A significant lack of harmony results from the PPSA and UCC choice of law rules not being consistent with respect to perfection of a security interest in tangible property. Under the PPSA, there are differing choice of law rules for tangible and intangible property. When dealing with most classes of tangible property, the location of the property, not the debtor, continues to control where to register a financing statement. The “location” of the debtor only determines where to register a financing statement in intangibles, mobile goods, goods held for lease and non-possessory security interests in instruments, documents and chattel paper and mobile goods (collectively, for our purposes, “intangible property”). The PPSA Amendments create a more bright line test for determining the debtor’s location (place of incorporation instead of chief executive office), but do not eliminate this dichotomy under the PPSA for tangible and intangible property. That same dichotomy used to exist under the UCC but was eliminated under revised Article 9 of the UCC. The physical location of the debtor’s tangible assets generally has become irrelevant under the UCC for determining where to file. Instead, the local law of the state of the debtor’s “location” determines where to file to perfect a security interest in the debtor’s assets for nearly all types of assets.

There is also an additional inconsistency that results from the UCC choice of law rules not being in sync with the PPSA Amendments. The UCC “location” definition doesn’t treat Canadian entities as “registered organizations”. Under the UCC, the location of an Ontario corporation (because it is not a registered organization for UCC purposes) continues to be where its chief executive office is located -- the same as the rule under the PPSA before the PPSA Amendments. (For a more complete discussion of the UCC choice of law rules, see my earlier blog entry, For the Canadian Cross-Border Finance Lawyer or Lender, A UCC Financing Statement Hypothetical with FAQs.) By way of contrast, the PPSA Amendments and the UCC would now both treat a New York corporation as a “registered organization”. As a result, a New York corporation is “located” in New York under both the PPSA Amendments and the UCC, even if its chief executive office is in Ontario.
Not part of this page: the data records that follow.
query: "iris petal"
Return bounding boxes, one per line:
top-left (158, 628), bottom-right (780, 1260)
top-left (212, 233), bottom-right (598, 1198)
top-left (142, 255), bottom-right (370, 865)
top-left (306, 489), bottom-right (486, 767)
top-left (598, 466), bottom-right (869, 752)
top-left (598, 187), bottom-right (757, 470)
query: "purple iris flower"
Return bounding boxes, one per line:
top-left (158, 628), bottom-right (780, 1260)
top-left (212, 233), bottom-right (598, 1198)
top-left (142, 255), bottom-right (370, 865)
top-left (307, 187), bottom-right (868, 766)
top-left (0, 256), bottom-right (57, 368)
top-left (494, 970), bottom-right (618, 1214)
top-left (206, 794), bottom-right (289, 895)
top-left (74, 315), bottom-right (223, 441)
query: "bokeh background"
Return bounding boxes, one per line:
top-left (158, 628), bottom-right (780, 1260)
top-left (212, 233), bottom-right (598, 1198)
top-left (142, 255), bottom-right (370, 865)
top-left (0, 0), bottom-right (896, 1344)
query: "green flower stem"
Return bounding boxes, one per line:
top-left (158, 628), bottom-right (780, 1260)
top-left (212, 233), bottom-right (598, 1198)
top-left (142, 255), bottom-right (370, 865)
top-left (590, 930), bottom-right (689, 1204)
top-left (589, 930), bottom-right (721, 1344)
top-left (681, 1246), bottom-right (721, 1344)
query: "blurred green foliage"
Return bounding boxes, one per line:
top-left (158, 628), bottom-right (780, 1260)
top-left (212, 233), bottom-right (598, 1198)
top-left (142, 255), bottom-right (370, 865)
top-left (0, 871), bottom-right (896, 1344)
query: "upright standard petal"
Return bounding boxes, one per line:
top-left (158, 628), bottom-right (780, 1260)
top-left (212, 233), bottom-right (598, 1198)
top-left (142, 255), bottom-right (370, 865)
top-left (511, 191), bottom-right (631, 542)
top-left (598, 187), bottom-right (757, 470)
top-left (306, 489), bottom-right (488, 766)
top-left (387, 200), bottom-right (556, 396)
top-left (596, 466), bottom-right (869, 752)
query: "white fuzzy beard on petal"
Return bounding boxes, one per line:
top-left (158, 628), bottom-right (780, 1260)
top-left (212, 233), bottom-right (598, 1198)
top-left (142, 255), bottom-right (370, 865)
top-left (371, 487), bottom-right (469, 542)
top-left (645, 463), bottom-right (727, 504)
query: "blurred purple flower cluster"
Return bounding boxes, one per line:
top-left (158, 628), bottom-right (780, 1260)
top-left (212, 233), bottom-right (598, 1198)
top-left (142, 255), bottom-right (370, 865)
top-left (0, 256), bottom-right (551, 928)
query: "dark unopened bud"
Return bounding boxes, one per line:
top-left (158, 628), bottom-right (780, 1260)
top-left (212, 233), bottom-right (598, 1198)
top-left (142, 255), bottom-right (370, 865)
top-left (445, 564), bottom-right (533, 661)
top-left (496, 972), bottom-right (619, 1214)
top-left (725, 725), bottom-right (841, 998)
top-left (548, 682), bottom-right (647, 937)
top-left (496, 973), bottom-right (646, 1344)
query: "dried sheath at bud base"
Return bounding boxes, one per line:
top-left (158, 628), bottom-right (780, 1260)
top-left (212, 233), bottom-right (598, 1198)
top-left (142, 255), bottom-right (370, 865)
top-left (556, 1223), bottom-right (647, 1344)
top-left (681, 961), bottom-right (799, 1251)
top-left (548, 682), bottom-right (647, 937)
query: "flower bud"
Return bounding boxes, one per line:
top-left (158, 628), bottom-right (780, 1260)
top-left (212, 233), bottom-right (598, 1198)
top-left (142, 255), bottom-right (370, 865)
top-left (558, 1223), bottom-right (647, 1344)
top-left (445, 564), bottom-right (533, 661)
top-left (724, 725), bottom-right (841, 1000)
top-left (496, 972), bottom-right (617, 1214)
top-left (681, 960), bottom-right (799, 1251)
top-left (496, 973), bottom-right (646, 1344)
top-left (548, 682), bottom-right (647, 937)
The chart below outlines both this new inconsistency and consistency.

Filing under the PPSA Amendments and UCC – Intangibles Only

Jurisdiction of Formation

Chief Executive Office

Before/ After PPSA Amendments

Under PPSA file where?

Under UCC file where?

Consistent?

Ontario Corporation

New York

Before

New York

New York

YES

After

Ontario

New York

NO

New York Corporation

Ontario

Before

Ontario

New York

NO

After

New York

New York

YES

There are other differences in approach between the UCC and the PPSA that practitioners will need to keep in mind. For example, the location of a general partnership under the UCC is generally its chief executive office. Under the PPSA Amendments, a general partnership is located in the jurisdiction of the law stated to govern in its partnership agreement (and its chief executive office only if no law governs such partnership agreement).

These inconsistencies between the UCC and the PPSA would be diminished in one way if the UCC were also amended to bring Canadian entities into the definition of a “registered organization” under the UCC. However, correcting this one inconsistency would not resolve the more significant lack of harmony between the UCC and the PPSA choice of law rules relating to perfection of security interests in tangible property. In any event, I would not hold my breath for any harmonizing changes to the UCC (or, I imagine, the PPSA) any time soon!